What can I eat fasnacht donuts with?

eat with jam

Fasnacht donuts can be enjoyed in a number of ways, but one tradition is to cut them lengthways like a bagel and spread them with something sweet, like a preserve, a jam, or syrup.

How are fasnachts traditionally eaten?

Fasnacht donuts sometimes appear in square or rectangular form. They can also be rolled in sugar, cinnamon, or other sweeteners – simply add a bit of your chosen sweetness to a bag and rattle your cooked donuts around in them to coat them. You can also create a caramel like glaze to coat them in. For something a bit different, why not try dipping them in chocolate sauce?

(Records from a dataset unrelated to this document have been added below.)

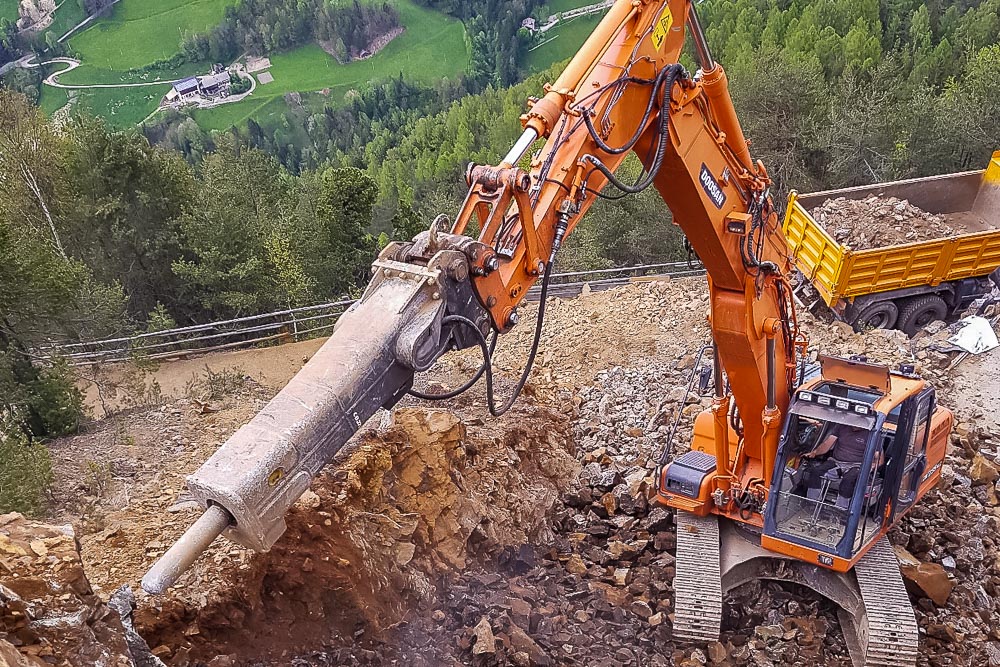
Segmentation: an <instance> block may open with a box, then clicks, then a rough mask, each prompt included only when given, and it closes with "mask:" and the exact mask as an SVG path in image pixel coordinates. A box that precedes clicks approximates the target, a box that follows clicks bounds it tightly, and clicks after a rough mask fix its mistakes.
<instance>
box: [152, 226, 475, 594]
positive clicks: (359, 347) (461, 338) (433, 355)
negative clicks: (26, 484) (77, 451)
mask: <svg viewBox="0 0 1000 667" xmlns="http://www.w3.org/2000/svg"><path fill="white" fill-rule="evenodd" d="M490 252H492V251H490V250H489V249H488V248H486V247H485V246H483V245H482V244H479V243H477V242H475V241H473V240H472V239H469V238H466V237H457V236H452V235H449V234H438V233H436V232H433V231H432V232H424V233H423V234H421V235H419V236H418V237H417V238H416V239H415V240H414V242H412V243H405V244H401V243H395V244H391V245H390V246H388V247H387V248H386V249H385V250H384V251H383V252H382V253H381V254H380V256H379V258H378V260H377V261H376V262H375V263H374V265H373V266H372V272H373V277H372V280H371V283H370V284H369V285H368V288H367V289H366V291H365V293H364V295H363V296H362V297H361V299H360V300H359V301H358V302H357V303H356V304H355V305H354V306H352V307H351V308H350V310H348V311H347V312H346V313H344V315H343V316H342V317H341V318H340V321H339V322H338V323H337V327H336V329H335V331H334V333H333V335H332V336H331V337H330V339H329V340H328V341H327V342H326V344H325V345H323V347H322V348H321V349H320V350H319V351H318V352H317V353H316V354H315V355H314V356H313V358H312V359H311V360H310V361H309V362H308V363H307V364H306V365H305V366H304V367H303V368H302V370H301V371H299V373H298V374H297V375H296V376H295V377H294V378H292V380H291V382H289V383H288V386H286V387H285V388H284V389H282V390H281V392H280V393H279V394H278V395H277V396H275V397H274V399H273V400H272V401H271V402H270V403H268V404H267V406H266V407H265V408H264V409H263V410H262V411H261V412H260V414H258V415H257V416H256V417H254V418H253V420H251V421H250V423H249V424H246V425H245V426H243V427H242V428H240V429H239V430H238V431H237V432H236V433H235V434H233V436H232V437H231V438H230V439H229V440H228V441H227V442H226V443H225V444H224V445H223V446H222V447H221V448H220V449H219V450H218V451H217V452H216V453H215V454H214V455H213V456H212V457H211V458H210V459H209V460H208V461H206V462H205V463H204V464H203V465H202V466H201V468H199V469H198V470H197V471H196V472H195V473H194V474H192V475H191V476H190V477H188V479H187V484H188V488H189V489H190V491H191V493H192V494H193V495H194V497H195V498H196V499H197V500H198V501H199V502H200V503H201V504H202V505H203V506H205V508H206V512H205V515H204V516H203V517H202V518H201V519H199V520H198V522H196V523H195V525H193V526H192V527H191V528H190V529H189V530H188V532H187V533H185V535H184V536H183V537H182V538H181V539H180V540H178V542H177V543H176V544H175V545H174V546H173V547H172V548H171V549H170V550H169V551H167V553H166V554H164V555H163V557H162V558H161V559H160V560H159V561H158V562H157V563H156V564H155V565H154V566H153V568H152V569H151V570H150V571H149V572H148V573H147V574H146V576H145V577H144V578H143V580H142V586H143V588H144V589H145V590H146V591H148V592H150V593H162V592H163V591H165V590H166V589H167V588H168V587H169V586H171V585H173V584H174V583H175V582H176V581H177V579H178V577H180V575H181V574H183V573H184V571H185V570H186V569H187V568H188V567H190V565H191V564H192V563H194V561H195V560H196V559H197V558H198V556H199V555H200V554H201V553H202V552H204V551H205V549H207V548H208V546H209V545H210V544H211V543H212V542H213V541H214V540H215V539H216V538H217V537H218V536H219V535H221V534H225V535H226V537H228V538H229V539H231V540H233V541H235V542H238V543H240V544H242V545H244V546H246V547H249V548H252V549H255V550H257V551H267V550H268V549H270V548H271V546H272V545H273V544H274V543H275V542H276V541H277V539H278V538H279V537H280V536H281V535H282V533H284V531H285V519H284V516H285V513H286V512H287V511H288V509H289V507H291V505H292V503H294V502H295V501H296V499H298V498H299V496H301V495H302V493H303V492H304V491H305V490H306V489H307V488H309V484H310V483H311V482H312V480H313V478H314V477H315V476H316V475H317V473H319V471H320V469H322V468H323V466H324V465H326V464H327V463H328V462H329V461H331V460H332V459H333V457H334V456H335V455H336V454H337V452H338V451H340V449H341V448H342V447H343V446H344V444H345V443H346V442H347V441H348V439H349V438H350V437H351V436H352V435H353V434H354V433H355V432H356V431H357V430H358V429H360V428H361V427H362V425H363V424H364V423H365V422H366V421H367V420H368V419H369V417H371V416H372V415H373V414H375V412H376V411H377V410H378V409H379V408H383V407H384V408H389V407H392V406H393V405H395V404H396V403H397V402H398V401H399V400H400V399H401V398H402V397H403V396H404V395H405V394H406V392H407V391H409V389H410V388H411V387H412V384H413V378H414V374H415V373H418V372H421V371H425V370H427V369H428V368H430V366H431V365H432V364H433V363H434V361H435V360H437V359H438V358H439V357H440V356H441V355H442V354H444V353H445V352H446V351H448V350H449V349H458V348H464V347H468V346H470V345H472V344H473V343H474V342H475V341H476V340H478V336H477V335H476V334H475V332H471V331H469V326H468V324H466V325H464V326H462V325H458V324H445V317H446V316H450V315H459V316H461V317H462V318H464V319H465V320H466V321H471V323H475V324H476V326H477V327H478V328H479V329H480V331H481V332H482V333H484V334H485V333H486V332H488V331H489V328H490V319H489V316H488V315H487V313H486V311H485V310H484V309H483V308H482V306H481V305H480V304H479V302H478V301H477V300H476V298H475V296H474V294H473V292H472V288H471V283H470V281H469V274H470V266H476V265H477V264H479V263H481V262H482V259H483V256H484V253H490Z"/></svg>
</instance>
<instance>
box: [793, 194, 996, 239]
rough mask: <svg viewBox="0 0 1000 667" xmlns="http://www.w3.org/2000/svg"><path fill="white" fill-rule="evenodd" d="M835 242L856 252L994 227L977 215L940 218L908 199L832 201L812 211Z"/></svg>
mask: <svg viewBox="0 0 1000 667" xmlns="http://www.w3.org/2000/svg"><path fill="white" fill-rule="evenodd" d="M811 213H812V216H813V217H814V218H815V219H816V221H817V222H818V223H819V224H820V225H822V226H823V227H824V228H825V229H826V230H827V231H828V232H829V233H830V234H831V235H832V236H833V237H834V239H835V240H836V241H837V242H839V243H843V244H845V245H848V246H850V247H851V248H853V249H854V250H867V249H870V248H884V247H889V246H894V245H902V244H905V243H918V242H921V241H930V240H933V239H938V238H942V237H949V236H956V235H959V234H968V233H972V232H981V231H987V230H989V229H992V227H991V226H990V225H989V224H988V223H987V222H986V221H985V220H984V219H983V218H982V217H980V216H978V215H976V214H974V213H969V212H966V213H953V214H948V215H936V214H933V213H928V212H926V211H923V210H921V209H919V208H917V207H916V206H913V205H912V204H910V203H909V202H908V201H906V200H905V199H897V198H896V197H877V196H874V195H873V196H870V197H866V198H865V199H845V198H843V197H838V198H836V199H830V200H827V201H826V202H824V203H823V204H821V205H820V206H818V207H816V208H815V209H813V210H812V211H811Z"/></svg>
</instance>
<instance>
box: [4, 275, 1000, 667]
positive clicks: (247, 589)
mask: <svg viewBox="0 0 1000 667" xmlns="http://www.w3.org/2000/svg"><path fill="white" fill-rule="evenodd" d="M704 295H705V292H704V282H703V281H702V280H701V279H691V280H674V281H670V282H665V283H662V284H658V283H653V284H643V285H632V286H628V287H625V288H622V289H618V290H613V291H611V292H605V293H600V294H594V295H591V296H589V297H584V298H583V299H581V300H579V301H576V302H568V301H566V302H563V301H555V302H553V305H552V307H551V309H550V316H551V319H550V320H549V322H548V323H547V325H546V328H545V333H544V338H543V343H542V347H541V353H540V355H539V357H540V358H539V363H538V366H537V368H536V371H535V373H534V374H533V375H532V378H531V382H530V383H529V385H528V386H527V388H526V395H525V396H524V397H522V399H521V400H520V401H519V402H518V403H517V404H516V406H515V409H514V411H513V412H512V413H510V414H508V415H507V416H505V417H504V418H502V419H500V420H493V419H491V418H487V417H485V408H484V406H483V401H482V389H481V387H477V388H475V389H473V390H472V391H471V392H470V393H469V394H467V395H465V396H463V397H461V398H460V399H458V400H456V401H453V402H451V403H449V404H448V410H447V411H436V410H428V409H427V406H426V405H422V406H419V407H418V408H416V409H412V408H401V409H397V410H396V411H395V413H394V420H393V421H392V422H391V423H386V424H385V425H383V426H380V427H379V429H378V430H377V431H372V432H369V433H366V434H365V435H364V437H362V438H360V439H359V441H358V444H357V446H356V447H355V448H354V449H353V450H351V451H350V452H349V453H348V455H347V456H346V458H345V459H344V460H343V461H341V462H340V463H339V465H338V466H336V467H334V468H331V470H330V472H329V473H328V474H327V475H325V476H324V477H322V478H321V479H320V480H318V482H317V484H316V485H314V489H313V492H312V493H309V494H306V495H305V496H304V497H303V498H302V500H301V501H300V503H299V505H298V506H297V507H296V508H294V509H293V511H292V512H291V514H290V515H289V517H288V524H289V531H288V534H287V535H286V537H285V538H284V539H283V540H282V541H281V542H279V544H278V545H276V547H275V549H274V550H272V552H271V553H269V554H265V555H259V556H257V555H255V556H252V557H250V556H246V557H244V555H242V554H238V555H237V556H234V555H233V554H232V553H231V552H230V549H232V548H233V547H232V545H226V544H224V543H220V545H219V546H218V550H216V551H213V552H211V553H210V554H209V556H208V557H207V558H206V559H203V561H202V562H200V563H199V564H198V565H197V566H196V568H195V571H194V572H193V573H192V575H191V577H190V578H189V579H187V580H186V581H185V583H186V584H187V586H186V587H185V588H184V589H181V590H178V591H175V592H174V593H172V594H171V595H169V596H167V597H166V598H164V599H158V600H150V599H146V598H143V597H142V596H140V599H139V607H140V608H139V611H138V613H137V618H136V621H137V625H138V626H139V629H140V630H141V631H142V632H143V633H144V636H145V637H146V638H147V640H149V641H150V642H151V644H152V645H153V647H154V652H155V653H156V654H157V655H159V656H161V657H162V658H163V660H164V661H165V662H166V663H167V664H169V665H171V667H193V666H195V665H198V666H200V665H209V666H210V667H227V666H232V665H241V666H242V665H253V666H254V667H256V666H258V665H259V666H260V667H265V666H266V667H270V666H271V665H278V664H280V665H288V664H291V665H296V666H297V667H305V666H307V665H342V664H358V665H386V664H407V665H416V666H428V667H429V666H431V665H434V666H437V665H455V664H469V665H476V666H493V665H518V666H522V665H523V666H526V667H527V666H530V665H587V666H588V667H590V665H595V666H599V665H643V666H645V665H683V666H684V667H700V666H701V665H728V666H730V667H736V666H740V667H742V666H743V665H748V666H749V665H752V666H755V667H760V666H763V667H767V666H769V665H792V666H795V665H802V666H805V665H809V666H811V665H817V664H820V665H829V666H846V665H848V664H850V662H849V659H848V656H847V651H846V648H845V645H844V639H843V636H842V633H841V631H840V628H839V624H838V622H837V618H836V613H835V609H834V607H833V606H832V605H831V604H830V603H828V602H825V601H823V600H820V599H817V598H816V597H815V596H813V595H812V594H811V593H809V592H808V591H805V590H801V589H798V588H796V587H794V586H791V585H778V584H772V583H767V584H763V585H761V584H750V585H748V586H746V587H744V588H742V589H740V590H737V591H735V592H734V594H733V595H732V596H731V597H730V599H729V600H728V604H727V605H726V607H725V610H724V619H723V634H722V637H721V641H720V642H716V643H712V644H710V645H705V646H698V647H686V648H685V647H680V646H679V645H678V644H677V643H675V642H674V640H673V638H672V620H671V615H670V614H671V612H672V607H673V588H672V581H673V575H674V567H675V566H674V559H673V556H672V553H673V549H674V546H675V542H676V536H675V532H674V531H675V528H674V517H673V514H672V513H671V512H670V511H667V510H665V509H662V508H657V507H654V506H651V504H650V496H651V493H652V491H653V484H654V481H655V480H654V471H655V468H656V464H657V462H658V459H659V456H660V453H661V451H662V450H663V449H664V448H665V447H666V446H667V445H668V444H669V445H670V452H671V453H672V454H676V453H677V452H679V451H683V450H684V449H686V447H687V443H688V442H689V441H690V435H691V425H692V422H693V419H694V416H695V415H696V413H697V412H699V411H700V410H701V409H703V408H704V407H706V406H707V405H708V402H709V401H710V397H709V396H703V395H701V394H700V392H699V391H698V389H699V384H700V383H699V380H700V379H701V377H702V374H701V369H702V368H706V367H709V366H710V365H711V358H710V353H706V354H705V355H703V356H702V357H701V359H700V360H699V352H700V350H701V348H702V347H703V346H704V345H705V344H706V343H708V336H707V333H708V332H707V326H706V324H705V317H704V315H705V310H706V308H707V300H706V298H705V296H704ZM531 316H532V313H531V311H530V309H527V312H526V313H525V319H526V320H529V321H530V319H531ZM801 320H802V324H803V327H804V332H805V333H806V334H807V335H808V336H809V338H810V340H811V343H812V345H811V350H810V352H811V355H812V358H813V359H815V355H816V354H817V353H818V352H819V351H822V352H824V353H829V354H839V355H850V354H867V355H868V356H869V358H871V359H872V360H873V361H880V362H885V363H889V364H890V365H892V366H897V365H898V364H899V363H901V362H906V363H911V364H915V365H916V366H917V370H918V372H920V373H923V374H924V375H925V376H926V377H929V378H931V379H932V380H933V381H934V383H935V385H936V386H937V387H938V391H939V397H940V401H941V402H942V404H944V405H946V406H948V407H955V409H956V414H957V416H958V422H959V424H958V426H957V428H956V432H955V435H954V437H953V441H952V448H951V449H950V450H949V455H948V458H947V461H946V466H945V468H944V480H945V481H944V482H943V484H942V487H941V488H940V489H939V490H937V491H934V492H932V493H931V494H930V495H929V496H928V497H927V498H925V499H924V500H923V501H922V502H921V504H920V505H918V506H917V508H916V509H914V510H913V512H912V513H911V514H910V515H908V516H907V517H906V518H905V519H904V520H903V521H902V523H901V525H900V527H899V529H898V530H896V531H894V532H893V533H892V535H891V537H892V541H893V544H894V545H895V546H896V547H897V553H898V555H899V556H900V558H901V560H902V561H903V572H904V575H905V576H906V579H907V581H908V587H909V589H910V593H911V599H912V601H913V604H914V608H915V609H916V612H917V617H918V620H919V623H920V627H921V633H922V634H921V646H922V649H923V651H924V653H923V655H922V658H921V665H922V667H923V666H925V665H926V666H933V667H946V666H948V667H952V666H957V665H969V666H971V665H976V666H979V665H989V664H991V663H990V660H991V659H993V658H994V656H998V655H1000V635H998V632H1000V631H998V630H997V629H996V622H995V619H997V618H1000V603H998V600H1000V560H998V559H997V557H996V553H997V549H998V546H1000V545H998V540H997V538H996V537H995V536H996V535H997V527H998V526H997V521H998V519H1000V509H998V493H1000V488H998V486H997V482H998V478H1000V437H998V436H997V435H996V434H992V433H981V432H979V431H978V430H977V428H975V426H974V425H975V424H976V414H977V413H976V412H975V411H973V410H971V409H968V408H966V407H963V404H962V403H961V402H960V400H959V399H960V398H961V397H960V396H958V395H956V394H957V391H956V390H954V389H953V387H952V385H951V384H950V381H949V379H948V375H947V371H946V370H945V369H946V368H947V366H948V365H949V363H950V362H951V357H950V356H949V355H948V354H946V353H945V352H942V351H940V350H939V349H938V348H937V344H938V343H939V342H940V339H941V337H942V336H943V335H944V333H942V332H941V331H937V332H928V333H926V334H924V335H921V336H918V337H916V338H914V339H909V338H907V337H906V336H905V335H903V334H901V333H899V332H891V331H871V332H867V333H864V334H859V333H855V332H854V331H853V330H852V329H851V328H850V327H848V326H846V325H843V324H842V323H836V322H835V323H828V322H823V321H820V320H817V319H816V318H814V317H812V316H811V315H809V314H808V313H802V314H801ZM527 329H528V327H526V328H525V330H524V331H520V332H515V333H514V334H512V335H511V336H510V337H508V338H507V339H505V341H504V347H505V349H506V350H507V351H504V352H502V353H501V354H500V355H499V356H498V367H499V369H500V372H501V373H503V374H504V375H503V376H502V378H503V379H502V382H506V383H507V385H508V386H509V379H510V377H513V376H515V375H516V374H517V373H518V372H519V371H520V367H521V366H520V364H522V363H523V349H524V346H525V345H526V343H527V342H528V339H529V338H530V334H531V332H530V331H527ZM508 341H511V342H508ZM968 363H970V364H974V363H976V362H975V360H970V362H968ZM477 367H478V360H477V359H476V358H475V357H474V356H471V355H464V356H462V355H459V356H458V357H457V358H455V359H453V360H451V361H449V362H446V363H445V364H443V365H442V368H440V369H438V375H436V376H435V377H434V378H432V380H433V382H438V381H440V382H443V383H444V384H446V385H450V386H455V381H456V380H459V379H461V378H464V377H468V374H469V373H470V372H474V370H475V368H477ZM689 385H690V386H692V387H693V388H694V390H693V391H692V392H690V393H689V392H687V391H686V389H687V387H688V386H689ZM982 390H983V391H985V392H989V391H990V389H989V387H988V386H984V387H983V389H982ZM255 400H256V399H255ZM261 400H263V399H261ZM244 402H246V401H244ZM411 405H412V404H411ZM253 408H254V405H252V404H251V405H248V406H247V407H246V409H244V408H242V407H240V408H238V409H235V410H234V411H230V409H228V408H226V409H222V410H220V411H219V412H212V413H209V414H202V413H201V412H199V411H198V410H195V409H194V408H193V406H191V405H182V404H177V405H175V406H166V407H165V408H162V409H159V410H156V411H152V412H151V413H149V414H145V415H137V416H134V417H133V423H141V424H143V425H144V427H145V426H148V427H149V430H150V434H149V436H148V440H149V442H148V443H147V442H146V440H147V434H145V433H142V434H140V438H139V442H138V443H137V444H134V445H133V446H136V447H139V448H145V447H147V446H148V447H149V448H150V451H151V452H153V451H156V449H155V448H161V449H162V448H163V443H164V442H169V443H171V444H170V445H168V446H167V451H166V452H165V456H168V457H170V456H172V457H173V458H175V459H179V460H182V461H183V462H184V465H185V466H190V467H194V466H195V465H197V463H199V462H200V461H201V460H202V459H203V458H204V451H202V450H203V449H205V448H207V447H208V445H214V444H217V443H218V442H221V441H222V440H224V439H225V436H226V435H227V434H228V433H230V432H232V430H234V429H235V427H236V426H237V425H238V424H239V423H240V420H245V419H246V418H247V417H248V416H249V413H250V412H252V410H253ZM979 414H981V413H979ZM675 421H676V423H677V428H676V432H675V434H674V439H673V441H672V443H668V441H667V440H668V435H669V434H670V433H671V432H673V430H674V423H675ZM210 428H211V429H215V430H214V431H210V430H209V429H210ZM158 434H159V435H158ZM162 434H166V435H167V437H161V435H162ZM203 438H204V439H206V440H207V441H210V442H203ZM93 439H94V438H93V436H91V440H93ZM83 440H86V436H81V438H79V439H76V440H74V441H72V442H73V446H74V447H75V448H76V449H75V450H74V455H78V454H80V453H81V452H83V451H85V452H93V451H94V449H97V448H96V447H95V448H89V447H90V445H89V444H88V443H89V442H90V441H89V440H88V441H87V442H83ZM102 442H103V441H97V444H102ZM102 446H106V447H108V448H109V449H113V447H111V446H109V445H107V444H106V443H104V444H103V445H102ZM119 449H120V448H119ZM140 451H145V450H144V449H141V450H140ZM88 455H89V454H88ZM137 458H138V457H137ZM152 467H153V468H155V469H156V470H157V473H156V474H157V475H162V476H160V477H149V475H150V473H149V472H148V471H147V470H146V468H145V467H143V466H139V467H137V468H136V471H135V475H136V476H137V479H138V478H141V479H144V480H146V481H145V482H143V484H144V486H142V487H138V486H137V487H136V490H135V491H133V492H132V498H133V500H132V502H131V504H126V505H124V506H122V507H121V508H118V509H116V510H115V512H114V516H115V517H116V521H120V522H121V523H120V524H118V525H119V527H118V528H117V529H114V530H112V528H114V526H110V527H107V528H103V529H102V528H101V527H100V526H99V523H100V522H98V525H93V526H90V525H89V524H88V527H89V528H90V532H91V534H90V535H89V536H87V540H88V541H89V542H90V543H91V547H90V551H89V553H90V554H92V558H93V559H94V561H95V562H97V563H100V564H101V570H102V573H101V577H102V582H103V583H104V584H105V590H106V591H110V590H112V589H113V587H115V586H117V585H120V583H123V582H124V581H125V580H128V579H129V578H131V577H132V576H134V575H135V574H137V573H138V569H139V567H140V566H143V565H144V564H147V563H148V562H151V558H152V557H154V556H155V555H156V554H157V552H158V551H159V550H160V548H161V547H163V546H164V545H165V544H166V543H168V542H169V540H170V537H171V536H172V535H173V534H174V533H175V532H177V531H179V530H180V526H181V525H183V524H186V523H187V521H188V518H189V517H188V516H187V515H185V512H189V510H187V509H183V507H182V505H183V504H182V503H181V504H178V503H177V500H178V498H177V492H178V491H179V490H180V480H181V477H182V474H183V472H184V471H183V470H182V469H181V468H180V467H178V466H176V465H174V464H173V463H172V462H171V461H167V460H164V461H159V460H157V461H154V462H153V464H152ZM161 468H162V469H165V470H169V474H166V473H162V472H160V469H161ZM69 472H72V471H68V472H67V475H68V474H69ZM147 478H148V479H147ZM140 489H141V492H140ZM156 489H159V490H158V491H156ZM151 491H155V493H152V495H151ZM157 494H159V495H157ZM144 496H145V497H148V498H147V499H145V500H143V499H142V497H144ZM167 508H171V509H173V510H175V512H174V513H172V512H168V511H167ZM140 510H141V514H140V515H139V516H133V517H132V519H131V521H129V522H125V515H126V514H127V513H128V512H133V513H135V512H139V511H140ZM174 523H176V524H178V525H177V526H174V525H173V524H174ZM168 524H170V525H169V526H168ZM165 526H167V527H166V528H165ZM109 530H111V532H110V533H109V534H108V535H106V536H105V537H104V538H103V541H101V539H102V538H101V535H102V532H106V531H109ZM157 531H159V532H160V533H164V534H166V533H169V535H167V536H165V537H157V538H155V541H156V547H155V548H153V549H152V550H150V549H149V548H148V546H149V545H148V544H147V542H148V541H149V540H153V539H154V537H153V535H155V534H157ZM134 535H139V536H140V537H139V543H138V547H137V549H135V548H130V546H129V544H128V539H127V538H129V537H130V536H134ZM28 548H30V544H29V547H28ZM136 550H137V552H138V553H135V552H136ZM2 551H3V549H2V544H0V554H2ZM147 552H148V553H147ZM87 553H88V552H87V551H85V553H84V557H85V558H86V557H87ZM130 559H134V561H135V562H134V563H133V562H132V560H130ZM113 561H124V562H127V563H129V565H128V568H127V570H126V571H125V572H117V574H116V573H115V572H114V571H113V570H111V569H109V566H110V567H114V565H113V564H112V562H113ZM2 571H3V568H2V567H0V572H2ZM115 577H118V580H116V579H115ZM0 579H2V576H0ZM0 583H2V582H0ZM2 591H3V589H0V592H2ZM0 655H2V653H0Z"/></svg>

Where do fasnacht donuts come from?

Fasnacht donuts have their origins in the cooking of Western Europe, primarily the Germanic regions of Germany, Austria, and Holland. The tradition of eating these doughnuts the day before the start of Lent is one that appears to have been brought across to the United States by European settlers in the 17th and 18th centuries.

Today, fasnachts enjoy an enduring popularity in the Dutch counties of Pennsylvania, to the Eastern edge of the state.


We hope you enjoy this example of traditional family cooking that has been passed down the generations. Just think, when you tuck into an authentic fasnacht donut, you’re maintaining a history that goes back hundreds of years, as well as one that straddles the Atlantic!

The great thing about fasnacht donuts is their relative simplicity. The fact that you can make something so filling and wholesome out of the most basic of ingredients is nothing short of miraculous.